Metro Weekly

Arthur’s teacher comes out and marries his boyfriend in long-running PBS cartoon

Mr. Ratburn marries his boyfriend in a surprise reveal during the 22nd season's first episode

Patrick (left) and Mr. Ratburn at their wedding — Photo: PBS Kids

Long-running PBS Kids cartoon Arthur has opened its 22nd season by revealing that Mr. Ratburn as gay.

According to TVLine, the character — who teaches the titular 8-year-old aardvark Arthur and his friends — marries his partner in the episode, much to the surprise of the kids.

The episode, “Mr. Ratburn and the Special Someone,”which aired Monday, May 13, saw Arthur and friends learn that Mr. Ratburn is engaged.

They then spot Ratburn having lunch with a woman, Patty (voiced by Jane Lynch), who tells him that he’s “too soft” and should “toughen up.”

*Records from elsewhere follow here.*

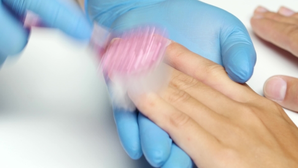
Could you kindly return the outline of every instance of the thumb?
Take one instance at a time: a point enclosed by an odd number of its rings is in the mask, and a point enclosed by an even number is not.
[[[281,75],[271,77],[264,84],[264,94],[282,107],[298,112],[298,78]]]

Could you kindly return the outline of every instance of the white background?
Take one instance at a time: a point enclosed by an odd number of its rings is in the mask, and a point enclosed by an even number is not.
[[[298,10],[294,0],[205,0],[238,17],[258,55],[248,84],[262,94],[265,81],[298,77],[298,59],[257,37],[250,19],[258,5]],[[86,49],[53,30],[34,29],[20,56],[0,70],[0,167],[150,167],[132,160],[117,135],[103,77]],[[286,111],[298,123],[298,115]]]

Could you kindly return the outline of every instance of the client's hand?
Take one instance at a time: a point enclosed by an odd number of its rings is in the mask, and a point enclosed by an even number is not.
[[[251,20],[252,26],[261,38],[298,57],[298,13],[285,7],[277,13],[258,7]],[[298,79],[275,76],[265,84],[265,96],[283,107],[298,111]]]
[[[298,129],[281,107],[177,43],[166,57],[166,89],[128,94],[198,166],[298,167]]]

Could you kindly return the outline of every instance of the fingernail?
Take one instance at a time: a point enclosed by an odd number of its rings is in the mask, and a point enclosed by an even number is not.
[[[256,9],[255,11],[260,13],[265,13],[268,12],[268,10],[263,7],[259,6]]]
[[[295,14],[295,12],[288,8],[281,7],[278,10],[278,13],[284,16],[290,16]]]
[[[286,82],[282,78],[277,76],[271,77],[265,83],[265,96],[270,99],[282,101],[285,96],[286,87]]]

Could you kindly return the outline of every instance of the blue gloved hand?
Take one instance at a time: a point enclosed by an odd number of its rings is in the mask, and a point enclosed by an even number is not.
[[[79,39],[88,40],[92,27],[78,9],[59,0],[0,0],[0,65],[27,43],[29,30],[21,19],[27,10],[39,15],[45,26],[57,28]]]
[[[146,23],[165,27],[169,38],[223,65],[236,82],[253,74],[256,54],[249,33],[224,10],[196,0],[85,0],[85,6],[90,20],[115,30]],[[143,153],[155,167],[191,166],[185,153],[147,118],[114,108],[121,141],[131,158]]]

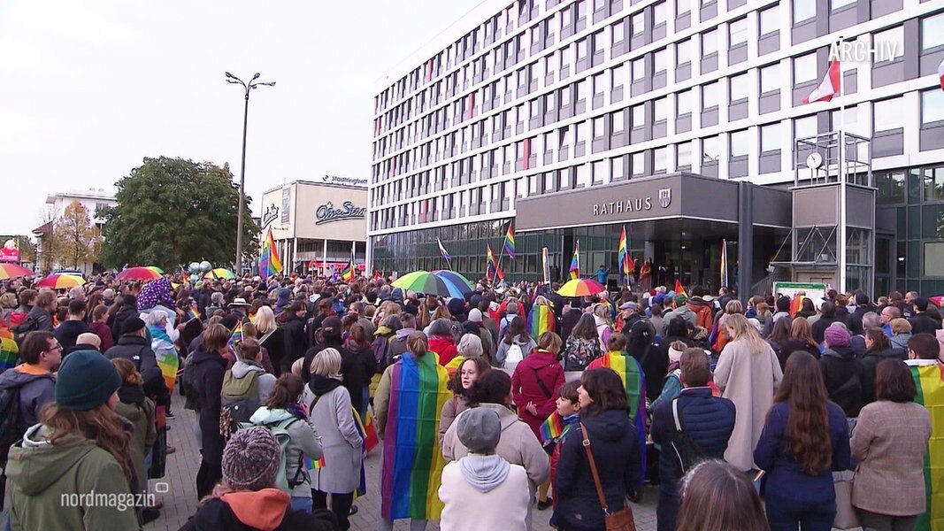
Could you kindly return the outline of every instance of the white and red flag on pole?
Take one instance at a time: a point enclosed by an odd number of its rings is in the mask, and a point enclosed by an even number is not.
[[[833,96],[839,94],[839,60],[833,60],[829,63],[829,71],[826,72],[822,82],[810,93],[810,95],[803,98],[803,103],[833,99]]]

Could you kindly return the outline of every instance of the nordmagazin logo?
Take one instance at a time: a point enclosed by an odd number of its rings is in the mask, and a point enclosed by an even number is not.
[[[836,41],[830,44],[829,60],[839,62],[880,62],[892,60],[900,56],[900,43],[880,41],[866,43],[865,41]]]

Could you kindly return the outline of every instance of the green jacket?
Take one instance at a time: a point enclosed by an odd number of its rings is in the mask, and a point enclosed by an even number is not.
[[[139,529],[135,500],[114,458],[87,439],[53,446],[47,437],[36,424],[9,449],[12,531]]]

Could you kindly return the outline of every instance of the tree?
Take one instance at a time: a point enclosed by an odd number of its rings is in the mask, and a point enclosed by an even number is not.
[[[117,205],[102,213],[103,265],[174,270],[194,261],[234,262],[239,186],[228,164],[147,158],[115,185]],[[250,261],[259,228],[248,209],[243,228],[244,261]]]
[[[79,264],[95,262],[100,239],[89,210],[78,201],[67,205],[53,226],[55,254],[61,265],[78,268]]]

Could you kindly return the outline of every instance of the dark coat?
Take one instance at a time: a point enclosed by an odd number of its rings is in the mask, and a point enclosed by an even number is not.
[[[819,368],[823,372],[829,399],[846,412],[846,417],[858,417],[859,410],[865,404],[865,370],[862,361],[856,359],[855,352],[849,347],[826,349],[819,358]]]
[[[678,398],[679,420],[682,429],[698,445],[705,456],[724,459],[728,439],[734,431],[734,403],[711,395],[708,387],[685,387]],[[659,454],[659,489],[675,495],[676,485],[682,478],[682,468],[668,444],[675,437],[672,401],[656,406],[652,412],[652,441],[662,445]]]
[[[611,512],[625,506],[627,492],[642,485],[639,441],[625,411],[581,415],[590,436],[590,449],[600,485]],[[561,524],[576,531],[603,529],[603,509],[593,476],[580,425],[573,426],[560,442],[554,491],[560,493],[557,514]]]
[[[200,402],[200,437],[203,460],[212,465],[223,463],[223,436],[220,435],[220,392],[227,362],[220,352],[208,352],[200,348],[194,352],[196,366],[195,387]]]

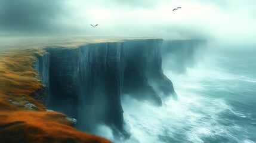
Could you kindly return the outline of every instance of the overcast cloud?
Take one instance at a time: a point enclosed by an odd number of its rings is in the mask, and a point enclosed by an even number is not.
[[[177,7],[182,8],[172,11]],[[203,38],[254,44],[255,8],[255,0],[0,0],[0,34]]]

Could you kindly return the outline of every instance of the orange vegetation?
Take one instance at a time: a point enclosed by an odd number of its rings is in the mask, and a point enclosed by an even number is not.
[[[0,142],[110,142],[77,130],[66,116],[46,112],[29,96],[42,86],[33,68],[36,52],[42,50],[0,51]]]

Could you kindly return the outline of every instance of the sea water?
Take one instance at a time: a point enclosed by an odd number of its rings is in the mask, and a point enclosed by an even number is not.
[[[122,142],[256,142],[255,51],[212,51],[184,74],[163,69],[178,98],[158,107],[124,97],[131,136]]]

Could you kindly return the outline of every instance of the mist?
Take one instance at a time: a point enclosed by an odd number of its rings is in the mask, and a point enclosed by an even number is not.
[[[253,47],[255,7],[253,0],[1,0],[0,34],[203,39]]]

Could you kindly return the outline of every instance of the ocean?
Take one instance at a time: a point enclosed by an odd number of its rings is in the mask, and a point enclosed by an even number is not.
[[[177,99],[123,98],[131,136],[121,142],[256,142],[255,51],[211,50],[185,73],[163,69]]]

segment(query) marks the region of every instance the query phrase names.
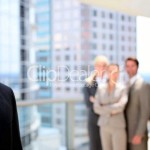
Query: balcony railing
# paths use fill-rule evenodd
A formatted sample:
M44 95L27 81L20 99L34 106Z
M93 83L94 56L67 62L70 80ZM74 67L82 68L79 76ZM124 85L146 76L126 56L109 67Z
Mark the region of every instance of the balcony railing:
M39 99L18 101L18 114L24 150L84 150L88 145L86 108L76 99ZM42 124L39 108L47 112L52 124ZM44 113L44 112L43 112ZM52 115L52 116L51 116ZM50 139L53 138L51 141ZM48 140L49 139L49 140Z
M87 150L86 108L81 99L79 97L61 100L18 101L17 106L24 150ZM52 109L54 107L54 110L51 111L53 123L51 127L43 127L38 108L41 106L44 108L45 106L46 109L46 106L49 105ZM65 108L64 111L61 112L61 108L62 110ZM22 112L25 114L22 114ZM32 115L33 117L31 117ZM61 115L64 116L64 120L58 120L58 118L62 117ZM22 122L26 122L28 117L30 118L29 124L26 124L27 126L23 125Z

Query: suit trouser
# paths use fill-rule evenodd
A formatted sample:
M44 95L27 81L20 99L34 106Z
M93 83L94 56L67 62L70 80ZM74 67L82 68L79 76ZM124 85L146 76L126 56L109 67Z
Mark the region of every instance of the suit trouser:
M125 128L104 126L101 127L100 135L103 150L126 150L127 136Z
M128 150L148 150L148 138L144 138L139 145L128 143Z
M90 150L102 150L97 120L98 116L90 112L88 116L88 133L89 133Z

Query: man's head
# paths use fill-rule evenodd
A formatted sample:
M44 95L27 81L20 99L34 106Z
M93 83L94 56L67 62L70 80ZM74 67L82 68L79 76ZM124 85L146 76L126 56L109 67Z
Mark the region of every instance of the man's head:
M97 76L103 77L108 65L109 61L105 56L97 56L94 60L94 69L97 73Z
M125 61L125 69L130 78L135 76L138 72L139 61L134 57L129 57Z

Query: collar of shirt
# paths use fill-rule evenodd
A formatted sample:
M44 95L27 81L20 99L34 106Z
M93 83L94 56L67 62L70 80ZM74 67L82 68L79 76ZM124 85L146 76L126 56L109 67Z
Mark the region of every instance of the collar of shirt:
M100 86L107 82L107 77L106 76L104 76L103 78L97 77L96 81L97 81L98 85Z
M136 81L139 77L140 77L139 75L133 76L133 77L129 80L130 86L132 86L132 85L135 83L135 81Z

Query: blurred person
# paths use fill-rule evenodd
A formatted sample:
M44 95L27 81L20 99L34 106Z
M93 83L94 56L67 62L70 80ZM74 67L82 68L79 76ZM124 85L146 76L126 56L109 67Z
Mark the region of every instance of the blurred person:
M22 150L15 96L11 88L1 83L0 149Z
M138 75L139 61L129 57L125 61L128 82L128 104L125 109L128 150L147 150L147 123L150 115L149 87Z
M126 150L126 123L124 108L127 103L126 88L118 83L119 66L108 66L108 82L98 87L94 111L100 117L97 122L103 150Z
M98 115L93 110L93 99L98 84L104 78L105 70L109 62L105 56L97 56L94 60L94 73L86 78L84 86L84 101L88 108L88 132L90 139L90 150L102 150L99 127L97 126Z

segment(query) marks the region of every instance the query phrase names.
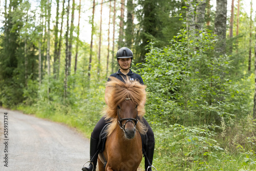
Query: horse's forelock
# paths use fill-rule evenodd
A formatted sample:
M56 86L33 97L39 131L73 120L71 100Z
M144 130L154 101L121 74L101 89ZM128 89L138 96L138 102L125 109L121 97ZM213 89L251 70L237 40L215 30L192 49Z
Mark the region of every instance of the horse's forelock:
M108 106L105 111L105 116L107 119L113 120L116 118L117 106L121 102L127 98L131 98L131 100L138 105L138 114L140 117L142 117L145 114L145 110L141 103L145 98L145 86L141 85L138 81L131 81L128 77L123 78L124 82L120 81L116 77L110 77L110 81L106 83L106 86L111 88L108 92L109 97ZM114 126L116 122L112 122L112 126L109 129L109 135L114 131ZM139 123L137 126L139 132L144 134L146 127L142 123Z

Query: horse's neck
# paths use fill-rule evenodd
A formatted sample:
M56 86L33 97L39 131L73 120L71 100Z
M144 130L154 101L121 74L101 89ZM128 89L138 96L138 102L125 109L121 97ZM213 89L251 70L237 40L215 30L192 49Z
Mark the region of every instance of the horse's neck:
M121 130L119 127L116 128L115 131L116 131L116 138L118 140L119 142L121 143L122 144L125 144L125 146L126 146L129 144L132 146L133 145L134 143L137 142L137 138L138 136L138 134L139 134L137 131L136 131L135 137L131 140L129 140L125 137L124 132L123 132L123 130Z

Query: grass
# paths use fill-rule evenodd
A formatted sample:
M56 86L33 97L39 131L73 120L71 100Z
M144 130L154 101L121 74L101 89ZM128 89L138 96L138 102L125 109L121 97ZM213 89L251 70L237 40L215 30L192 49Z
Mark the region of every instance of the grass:
M60 104L23 105L16 109L63 123L89 138L101 117L97 112L103 107L101 104L90 110L89 104L73 108ZM221 126L152 125L156 139L154 165L158 170L256 170L255 124L249 116L233 122L225 124L224 134ZM143 170L144 159L140 167Z

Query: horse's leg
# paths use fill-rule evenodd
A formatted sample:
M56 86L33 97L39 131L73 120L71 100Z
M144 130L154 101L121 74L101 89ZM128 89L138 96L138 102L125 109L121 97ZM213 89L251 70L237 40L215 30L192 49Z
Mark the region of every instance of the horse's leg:
M102 163L101 161L98 158L98 166L99 167L99 171L104 171L104 164Z

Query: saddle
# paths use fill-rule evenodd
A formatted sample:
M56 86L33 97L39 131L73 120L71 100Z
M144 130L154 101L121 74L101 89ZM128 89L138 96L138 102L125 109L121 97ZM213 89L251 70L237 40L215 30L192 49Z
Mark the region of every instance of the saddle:
M109 126L109 124L110 124L111 123L108 123L106 125L105 125L100 132L100 134L99 135L99 142L98 143L98 145L97 146L97 148L98 149L98 151L99 152L99 154L101 155L101 157L104 160L104 167L105 167L106 165L106 163L108 163L108 161L106 161L105 157L104 156L104 154L103 153L103 152L104 152L104 149L105 149L105 144L106 143L106 141L107 139L106 137L106 130L108 128L108 126ZM147 145L146 144L147 144L147 136L146 134L140 134L140 136L141 137L141 143L142 144L142 154L144 155L143 157L146 158L147 159L147 157L146 156L146 148L147 148Z

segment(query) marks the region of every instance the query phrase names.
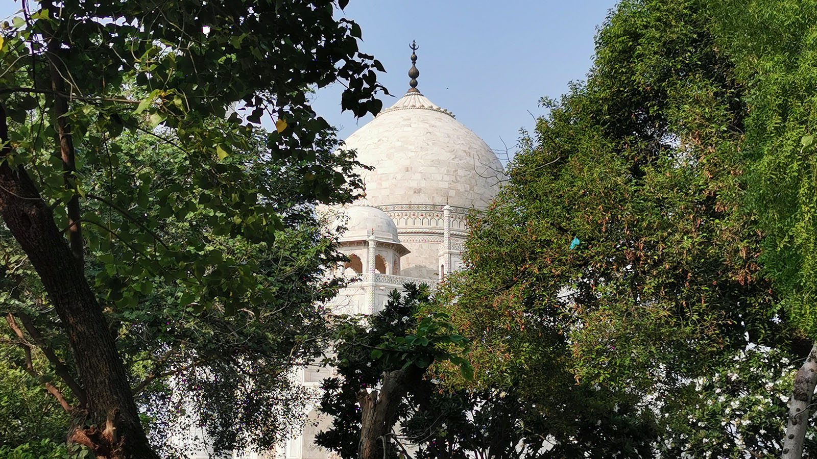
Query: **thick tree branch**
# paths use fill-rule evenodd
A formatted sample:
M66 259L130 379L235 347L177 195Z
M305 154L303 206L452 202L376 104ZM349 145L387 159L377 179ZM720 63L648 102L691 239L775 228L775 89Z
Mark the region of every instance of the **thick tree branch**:
M11 315L11 313L6 314L6 322L8 323L8 326L11 328L14 333L17 335L18 338L20 338L20 345L23 349L23 353L25 354L25 372L35 377L38 381L42 382L42 385L45 386L46 390L47 390L51 395L54 395L57 401L60 402L60 405L62 408L66 412L70 412L74 409L74 407L69 404L68 400L66 400L65 397L62 394L62 391L57 389L57 387L51 382L45 381L42 376L34 370L34 363L31 359L31 344L29 344L25 339L25 335L23 334L23 331L20 330L16 321L14 320L14 316Z
M69 370L68 367L66 367L63 361L57 357L54 350L46 345L42 334L40 333L39 330L38 330L34 326L33 321L31 319L31 316L24 313L18 313L17 316L20 317L20 322L23 323L23 327L25 328L25 331L28 332L29 335L34 340L37 345L39 346L40 350L42 351L42 354L44 354L46 358L48 359L48 361L51 363L51 365L54 365L54 372L57 374L57 376L62 378L64 381L65 381L65 384L74 394L74 396L79 401L79 406L81 408L84 407L87 402L85 395L85 390L79 385L77 380L71 376L71 372Z

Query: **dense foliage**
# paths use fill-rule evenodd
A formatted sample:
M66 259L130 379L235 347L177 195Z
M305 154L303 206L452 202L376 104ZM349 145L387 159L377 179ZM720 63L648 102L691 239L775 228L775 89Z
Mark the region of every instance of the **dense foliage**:
M381 107L339 3L43 0L0 31L2 309L69 441L155 457L143 423L190 397L218 448L294 421L284 373L338 285L310 209L360 186L306 95L340 81L344 109Z
M586 401L542 403L572 390L556 375L614 406L635 396L667 457L779 453L779 362L806 356L814 330L806 3L611 13L587 82L542 101L449 279L480 384L520 378L569 420Z

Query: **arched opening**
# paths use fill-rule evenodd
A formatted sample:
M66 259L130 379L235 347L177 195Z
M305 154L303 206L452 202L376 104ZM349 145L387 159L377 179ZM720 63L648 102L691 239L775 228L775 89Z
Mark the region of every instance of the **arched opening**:
M349 256L349 261L343 264L343 272L346 273L350 268L359 274L363 272L363 261L354 253Z
M386 259L382 255L374 256L374 270L382 274L386 274Z

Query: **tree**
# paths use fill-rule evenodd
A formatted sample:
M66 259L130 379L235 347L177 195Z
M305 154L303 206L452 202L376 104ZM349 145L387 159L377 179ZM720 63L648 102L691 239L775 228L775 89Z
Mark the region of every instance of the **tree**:
M44 0L24 2L22 12L0 43L0 213L42 282L76 364L78 377L69 378L77 395L69 439L98 457L154 457L88 282L87 251L109 251L125 261L105 286L116 292L111 307L132 301L154 277L185 289L183 306L228 314L243 307L256 279L240 259L216 252L203 258L206 244L168 243L165 221L184 220L198 201L211 212L208 234L248 243L275 238L283 230L281 210L274 199L259 198L270 190L259 189L243 164L229 162L252 149L265 114L277 129L265 136L265 152L256 159L285 157L294 164L300 202L337 202L333 189L358 182L347 182L335 163L316 159L334 145L305 91L346 82L342 106L358 115L377 112L374 69L382 68L358 52L359 27L333 19L328 1L227 8L184 0ZM246 119L228 114L236 102ZM182 154L179 175L157 191L163 201L158 214L136 212L144 204L140 196L152 191L150 176L110 177L105 193L88 193L94 184L86 171L126 159L123 130L149 132ZM342 201L351 198L341 194ZM97 225L91 209L83 211L92 200L119 213L122 226ZM123 265L127 271L118 272ZM52 363L64 368L59 356Z
M510 182L471 220L467 269L449 279L446 310L475 343L484 384L518 374L532 394L560 393L551 375L567 372L614 406L635 397L644 416L660 413L659 431L681 430L690 412L668 400L699 403L689 381L732 372L748 346L808 355L760 270L763 232L746 207L750 82L738 69L753 65L734 60L716 3L623 2L587 81L543 101Z
M725 0L717 7L717 31L748 88L748 207L765 235L761 262L779 298L776 314L815 343L815 4L753 1L739 7ZM817 344L807 355L795 377L782 448L785 458L802 454L813 411Z
M452 332L447 317L429 309L427 285L406 283L404 288L404 294L392 291L378 314L346 318L338 324L331 363L339 376L324 381L320 404L320 410L333 417L333 424L317 435L315 443L343 457L396 457L397 448L404 452L400 439L392 432L399 420L413 422L414 429L430 428L432 434L426 430L422 435L413 434L411 428L403 430L409 441L422 439L412 443L433 444L440 439L440 434L433 433L440 429L439 419L426 425L421 418L428 416L435 402L447 398L449 415L462 415L453 412L458 407L456 402L450 406L450 397L433 394L434 384L423 375L433 363L448 362L470 379L471 366L458 355L467 341ZM450 451L435 453L439 457L461 457L451 456Z

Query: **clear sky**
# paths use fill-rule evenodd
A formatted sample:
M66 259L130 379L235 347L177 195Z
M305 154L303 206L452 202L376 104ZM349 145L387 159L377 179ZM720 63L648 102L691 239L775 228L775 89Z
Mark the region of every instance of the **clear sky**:
M531 114L542 113L539 99L558 97L569 82L584 79L596 29L615 2L350 0L338 17L360 25L361 51L383 63L386 73L378 78L396 97L408 88L408 44L416 40L417 89L491 148L504 150L507 145L512 151L520 128L530 129ZM0 0L0 17L20 7L19 1ZM342 90L319 91L315 108L346 138L371 116L342 114ZM396 100L382 99L385 107Z
M345 16L363 29L361 51L386 67L378 78L396 97L408 88L416 40L417 89L451 110L494 149L512 149L520 128L542 114L590 69L596 27L614 0L350 0ZM318 93L319 114L345 138L371 116L340 114L340 92ZM383 97L387 107L396 100ZM502 157L502 155L500 155ZM504 160L504 158L502 158Z

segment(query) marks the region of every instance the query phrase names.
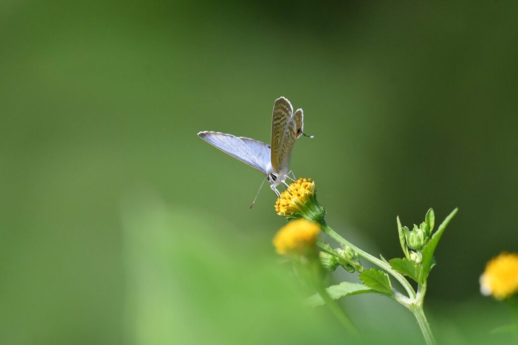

The kids believe that Patty is Ratburn’s fiance, and that she will make him miserable — which, in true childhood fashion, they realize will then make them miserable in school — and so decide to try and stop the wedding.

Of course, as you’ve probably guessed, when Arthur and co. show up to the wedding, they quickly discover how wrong they were — the woman is actually Mr. Ratburn’s sister.

“Then who is Mr. Ratburn marrying?” asks Arthur’s friend Muffy. Mr. Ratburn then walks down the aisle with his partner, Patrick.

The children quickly realize how happy Mr. Ratburn is, and, rather than sabotage the big day, instead eat cake and mock the happy couple’s dancing.

Unfortunately, despite widespread praise for Mr. Ratburn’s nuptials on social media, it hasn’t stopped some from busting out their right-wing homophobia.

Q. Allan Brocka, creator of Logo series Rick & Steve and known for the Eating Out films, collated a few responses in a tweet.

“Not a wonderful kind of day,” one user wrote in reference to Arthur‘s title song. “So I guess we are forcing this content to our children now,” said another.

A third user took a giant, disgusting leap of imagination and tweeted, “Next season [Arthur’s younger sister] D.W. will have her first sexual experience with a 35 year old man!”

“Sure it’s ok to let a faggot come out of the closet but don’t [sic] you teach kids about God,” someone else wrote.

Brocka clapped back: “I mean, *somebody’s* got to teach your kids how not to be douche nozzles.”

The word “gay” is never said during the “Mr. Ratburn and the Special Someone” — much like a 2005 episode of Arthur spin-off Postcards From Buster, which featured lesbian moms in Vermont, but didn’t use the word “lesbian.”

That didn’t stop it from being subject to conservative ire at the time, with PBS withdrawing the episode from airing after then Secretary of Education Margaret Spellings demanded PBS return the federal funds used to create the episode, claiming “many parents would not want their young children exposed to the lifestyles portrayed in this episode.”